Canada allows British Columbia to decriminalize low-level drug possession in three-year experiment
Fentanyl was detected in 79% of drug overdose deaths last year in British Columbia, up from 5% in 2012
Canada’s government approved British Columbia’s plan to decriminalize small amounts of hard drugs for personal use this week in what will be a three-year experiment.
Under the new plan, which will run from January 2023 through 2026, Canadians aged 18 and older will be allowed to possess up to 2.5 grams of opioids, cocaine, methamphetamine, and MDMA.
There are some exceptions to the new law, including that Canadians cannot possess drugs on K-12 school premises or in child care facilities. Substances can also not be “readily accessible” to anyone driving a vehicle.
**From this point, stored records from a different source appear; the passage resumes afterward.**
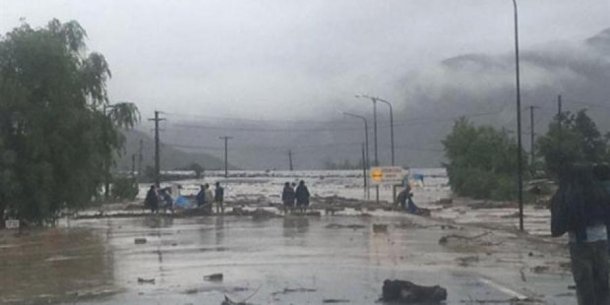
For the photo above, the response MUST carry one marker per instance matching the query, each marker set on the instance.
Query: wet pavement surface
(277, 260)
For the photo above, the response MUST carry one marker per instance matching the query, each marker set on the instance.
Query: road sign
(387, 175)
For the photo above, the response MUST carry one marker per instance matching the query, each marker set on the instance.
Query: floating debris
(216, 277)
(405, 292)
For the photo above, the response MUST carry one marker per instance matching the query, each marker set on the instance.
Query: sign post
(387, 175)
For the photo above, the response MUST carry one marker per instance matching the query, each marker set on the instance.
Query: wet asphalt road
(285, 260)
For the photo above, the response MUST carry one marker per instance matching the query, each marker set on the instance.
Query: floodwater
(283, 260)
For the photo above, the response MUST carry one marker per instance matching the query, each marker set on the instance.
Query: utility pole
(157, 119)
(375, 134)
(364, 171)
(560, 140)
(140, 157)
(533, 134)
(518, 100)
(226, 139)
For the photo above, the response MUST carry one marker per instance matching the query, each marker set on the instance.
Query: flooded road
(283, 260)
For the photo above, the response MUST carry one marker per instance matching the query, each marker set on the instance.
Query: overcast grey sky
(295, 59)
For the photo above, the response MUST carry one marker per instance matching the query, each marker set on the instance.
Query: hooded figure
(288, 196)
(302, 194)
(152, 199)
(581, 207)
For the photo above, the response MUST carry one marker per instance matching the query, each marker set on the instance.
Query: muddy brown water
(290, 260)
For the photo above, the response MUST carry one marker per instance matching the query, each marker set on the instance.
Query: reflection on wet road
(289, 260)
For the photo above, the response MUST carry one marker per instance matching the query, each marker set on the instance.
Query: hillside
(171, 158)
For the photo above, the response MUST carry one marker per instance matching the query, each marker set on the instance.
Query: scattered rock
(146, 281)
(228, 301)
(329, 301)
(292, 290)
(540, 269)
(467, 260)
(445, 201)
(380, 228)
(260, 214)
(340, 226)
(445, 239)
(492, 205)
(405, 292)
(215, 277)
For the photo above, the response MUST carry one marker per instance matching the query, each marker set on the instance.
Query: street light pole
(391, 125)
(518, 97)
(226, 139)
(366, 142)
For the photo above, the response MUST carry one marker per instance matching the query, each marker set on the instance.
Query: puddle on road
(294, 259)
(54, 264)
Canada’s westernmost province set a record for drug overdoses deaths last year, as 2,224 people died in 2021.
Fentanyl, a powerful opioid that is 50-100 times more powerful than morphine, is driving the increase in overdose deaths. A report earlier this year by the British Columbia Coroners Service found that fentanyl was detected in 79% of drug overdose deaths last year, up from just 5% in 2012.
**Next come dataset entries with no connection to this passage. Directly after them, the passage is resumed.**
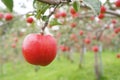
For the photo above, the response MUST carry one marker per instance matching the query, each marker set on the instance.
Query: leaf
(45, 18)
(94, 5)
(41, 9)
(76, 5)
(54, 22)
(8, 4)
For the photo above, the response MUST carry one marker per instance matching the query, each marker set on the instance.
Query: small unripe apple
(95, 48)
(39, 49)
(8, 16)
(117, 3)
(29, 20)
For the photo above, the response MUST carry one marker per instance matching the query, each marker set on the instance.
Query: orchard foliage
(77, 25)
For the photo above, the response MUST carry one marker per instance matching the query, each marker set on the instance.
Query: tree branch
(46, 23)
(113, 13)
(54, 2)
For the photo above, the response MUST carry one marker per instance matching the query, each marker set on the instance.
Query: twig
(46, 23)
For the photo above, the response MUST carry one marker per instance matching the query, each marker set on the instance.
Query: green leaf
(45, 18)
(41, 9)
(54, 22)
(94, 5)
(76, 5)
(8, 4)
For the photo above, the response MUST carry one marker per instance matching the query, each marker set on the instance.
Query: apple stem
(97, 71)
(47, 21)
(82, 56)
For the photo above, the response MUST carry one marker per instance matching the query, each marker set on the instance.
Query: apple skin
(95, 49)
(1, 15)
(101, 16)
(13, 45)
(73, 25)
(81, 32)
(39, 49)
(118, 56)
(8, 16)
(29, 20)
(72, 11)
(102, 9)
(117, 3)
(63, 14)
(87, 41)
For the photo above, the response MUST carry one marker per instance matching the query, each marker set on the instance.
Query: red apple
(101, 16)
(63, 14)
(73, 25)
(102, 9)
(13, 45)
(92, 18)
(117, 3)
(1, 15)
(57, 15)
(8, 16)
(87, 41)
(117, 30)
(75, 15)
(118, 56)
(81, 32)
(39, 49)
(29, 20)
(114, 21)
(95, 48)
(72, 11)
(15, 39)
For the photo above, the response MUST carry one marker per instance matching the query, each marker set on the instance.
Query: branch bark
(54, 2)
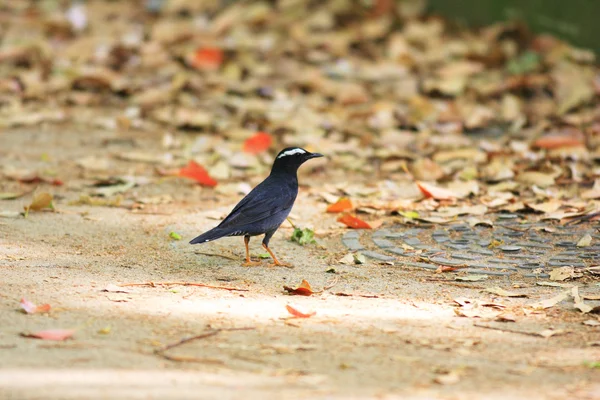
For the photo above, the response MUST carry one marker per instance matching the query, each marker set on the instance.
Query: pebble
(377, 256)
(510, 248)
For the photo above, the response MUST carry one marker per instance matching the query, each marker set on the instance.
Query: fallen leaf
(430, 191)
(207, 58)
(573, 86)
(506, 317)
(536, 178)
(551, 302)
(553, 284)
(39, 202)
(591, 322)
(10, 214)
(471, 278)
(31, 308)
(450, 378)
(299, 314)
(112, 288)
(111, 190)
(563, 273)
(343, 204)
(303, 290)
(353, 222)
(196, 172)
(504, 293)
(12, 195)
(585, 241)
(579, 304)
(303, 236)
(258, 143)
(50, 334)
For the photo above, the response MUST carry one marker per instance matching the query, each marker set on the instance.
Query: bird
(265, 208)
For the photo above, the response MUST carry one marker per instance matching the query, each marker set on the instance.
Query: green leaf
(303, 236)
(527, 62)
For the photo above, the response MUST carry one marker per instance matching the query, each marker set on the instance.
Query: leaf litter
(383, 101)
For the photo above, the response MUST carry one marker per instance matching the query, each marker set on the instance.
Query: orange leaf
(555, 141)
(208, 58)
(197, 172)
(258, 143)
(51, 334)
(353, 222)
(343, 204)
(437, 193)
(299, 314)
(303, 290)
(31, 308)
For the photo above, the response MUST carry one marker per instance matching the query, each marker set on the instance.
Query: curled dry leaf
(353, 222)
(207, 58)
(197, 172)
(51, 334)
(430, 191)
(504, 293)
(303, 290)
(40, 201)
(343, 204)
(258, 143)
(299, 314)
(31, 308)
(558, 140)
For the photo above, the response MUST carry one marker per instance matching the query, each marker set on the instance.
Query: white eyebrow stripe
(292, 152)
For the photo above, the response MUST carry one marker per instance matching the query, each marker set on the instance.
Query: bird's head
(291, 158)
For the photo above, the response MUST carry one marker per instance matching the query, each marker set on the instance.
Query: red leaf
(299, 314)
(353, 222)
(51, 334)
(343, 204)
(303, 290)
(197, 172)
(208, 58)
(258, 143)
(437, 193)
(31, 308)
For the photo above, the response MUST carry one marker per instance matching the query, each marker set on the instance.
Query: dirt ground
(396, 334)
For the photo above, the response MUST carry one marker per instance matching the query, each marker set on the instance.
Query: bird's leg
(276, 262)
(249, 263)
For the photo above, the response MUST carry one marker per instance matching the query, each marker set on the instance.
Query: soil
(382, 331)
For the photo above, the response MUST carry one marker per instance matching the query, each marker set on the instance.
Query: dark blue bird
(265, 208)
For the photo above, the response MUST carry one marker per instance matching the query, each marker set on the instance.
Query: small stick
(161, 352)
(154, 284)
(510, 330)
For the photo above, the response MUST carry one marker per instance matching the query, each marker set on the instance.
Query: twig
(155, 284)
(536, 334)
(430, 261)
(515, 229)
(331, 284)
(162, 352)
(217, 255)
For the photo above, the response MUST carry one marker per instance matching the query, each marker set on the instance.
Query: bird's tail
(211, 235)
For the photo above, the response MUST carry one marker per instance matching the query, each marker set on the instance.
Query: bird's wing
(259, 205)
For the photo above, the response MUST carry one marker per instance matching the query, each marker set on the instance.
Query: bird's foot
(280, 264)
(249, 263)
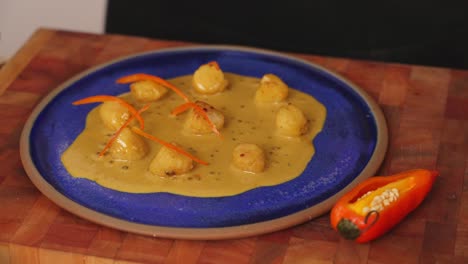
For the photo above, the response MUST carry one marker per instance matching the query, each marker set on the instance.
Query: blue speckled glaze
(343, 148)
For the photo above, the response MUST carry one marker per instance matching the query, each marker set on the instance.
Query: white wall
(20, 18)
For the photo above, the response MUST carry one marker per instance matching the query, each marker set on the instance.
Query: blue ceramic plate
(349, 149)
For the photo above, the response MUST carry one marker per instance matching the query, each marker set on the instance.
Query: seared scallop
(128, 146)
(271, 90)
(209, 79)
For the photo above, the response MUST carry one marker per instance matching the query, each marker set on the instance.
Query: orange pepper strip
(143, 76)
(214, 64)
(169, 145)
(116, 134)
(106, 98)
(182, 108)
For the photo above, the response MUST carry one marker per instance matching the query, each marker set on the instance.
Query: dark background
(416, 32)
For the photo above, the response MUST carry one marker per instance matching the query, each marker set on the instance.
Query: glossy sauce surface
(246, 122)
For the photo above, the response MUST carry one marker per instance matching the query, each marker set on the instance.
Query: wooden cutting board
(427, 114)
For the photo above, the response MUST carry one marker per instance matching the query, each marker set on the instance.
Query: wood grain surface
(427, 114)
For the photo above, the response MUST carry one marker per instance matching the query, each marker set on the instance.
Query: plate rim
(202, 233)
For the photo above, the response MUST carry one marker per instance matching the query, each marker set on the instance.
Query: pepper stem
(348, 229)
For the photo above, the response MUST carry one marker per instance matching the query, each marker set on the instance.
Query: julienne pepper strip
(143, 76)
(184, 107)
(376, 205)
(180, 109)
(117, 133)
(106, 98)
(169, 145)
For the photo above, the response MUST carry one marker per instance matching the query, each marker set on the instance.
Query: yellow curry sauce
(246, 122)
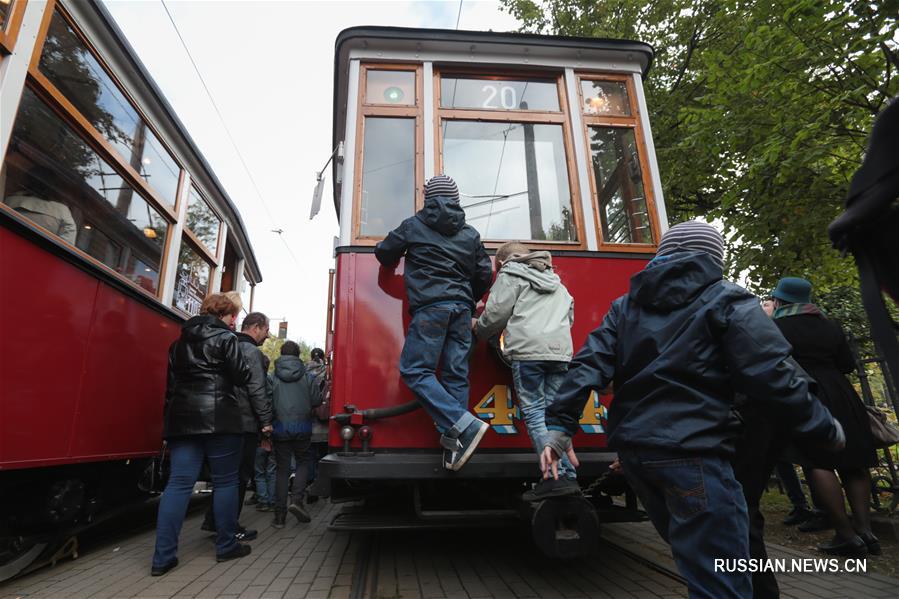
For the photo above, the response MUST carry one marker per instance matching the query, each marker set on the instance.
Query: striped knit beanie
(693, 236)
(443, 186)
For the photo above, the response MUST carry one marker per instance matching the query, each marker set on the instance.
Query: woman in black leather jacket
(203, 423)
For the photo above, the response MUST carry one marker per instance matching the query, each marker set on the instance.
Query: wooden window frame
(624, 122)
(163, 262)
(9, 32)
(106, 149)
(188, 237)
(560, 117)
(203, 248)
(364, 111)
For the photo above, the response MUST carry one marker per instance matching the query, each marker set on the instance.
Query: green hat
(793, 290)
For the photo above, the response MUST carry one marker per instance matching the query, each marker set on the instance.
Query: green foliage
(760, 114)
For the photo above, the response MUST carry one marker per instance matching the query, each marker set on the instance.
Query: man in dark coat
(295, 394)
(255, 410)
(676, 347)
(446, 272)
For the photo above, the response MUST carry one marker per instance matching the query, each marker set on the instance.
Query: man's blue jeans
(222, 452)
(440, 336)
(536, 385)
(265, 476)
(698, 507)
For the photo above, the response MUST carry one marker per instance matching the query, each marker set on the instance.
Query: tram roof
(231, 212)
(399, 41)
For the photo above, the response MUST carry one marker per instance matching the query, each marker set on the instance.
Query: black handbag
(156, 474)
(884, 434)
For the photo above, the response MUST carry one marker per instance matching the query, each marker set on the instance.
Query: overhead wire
(240, 157)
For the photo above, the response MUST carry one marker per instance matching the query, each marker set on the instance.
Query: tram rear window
(499, 94)
(388, 174)
(513, 177)
(202, 221)
(60, 183)
(191, 281)
(75, 71)
(623, 212)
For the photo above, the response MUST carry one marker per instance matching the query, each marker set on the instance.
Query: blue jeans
(264, 467)
(440, 336)
(536, 385)
(698, 507)
(222, 452)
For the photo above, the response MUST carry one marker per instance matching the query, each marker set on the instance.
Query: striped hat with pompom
(442, 186)
(693, 236)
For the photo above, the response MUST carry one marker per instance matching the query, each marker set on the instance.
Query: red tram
(113, 228)
(549, 142)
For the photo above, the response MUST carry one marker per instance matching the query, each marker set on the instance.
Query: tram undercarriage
(394, 490)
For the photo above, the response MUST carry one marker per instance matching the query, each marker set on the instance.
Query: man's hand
(549, 461)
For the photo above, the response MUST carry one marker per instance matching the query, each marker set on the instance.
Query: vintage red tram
(549, 141)
(113, 227)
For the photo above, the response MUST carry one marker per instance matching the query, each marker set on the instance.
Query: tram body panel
(370, 324)
(84, 364)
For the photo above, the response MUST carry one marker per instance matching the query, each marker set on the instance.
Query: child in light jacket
(532, 308)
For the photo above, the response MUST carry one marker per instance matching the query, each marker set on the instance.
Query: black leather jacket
(445, 259)
(205, 366)
(254, 397)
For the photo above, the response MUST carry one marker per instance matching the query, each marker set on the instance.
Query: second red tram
(549, 142)
(113, 228)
Drug dealers on the black market often mix fentanyl with other drugs like heroin and cocaine, or even press it into counterfeit pills to resemble Xanax and other opiates, in order to stretch out their supply and increase the effects of their product.
Vancouver Mayor Kennedy Stewart welcomed the drug decriminalization experiment, saying that it will “remove police from the lives of drug users and instead connect them to a growing array of effective healthcare services.”
“We need to detoxify our drug supply with [legalized], uncontaminated supply of illicit substances, build more purpose-built housing with embedded health care supports, and approve more safe and supervised consumption sites,” Stewart said Tuesday.
South of British Columbia, Oregon became the first state in the U.S. to decriminalize small amounts of drugs in 2020 when voters approved the “Drug Addiction Treatment and Recovery Act.”
Several cities throughout the U.S. have also decriminalized psychedelic drugs, such as LSD and psilocybin mushrooms.
Portugal was the first nation to decriminalize hard drugs when it allowed the private use of all substances more than two decades ago.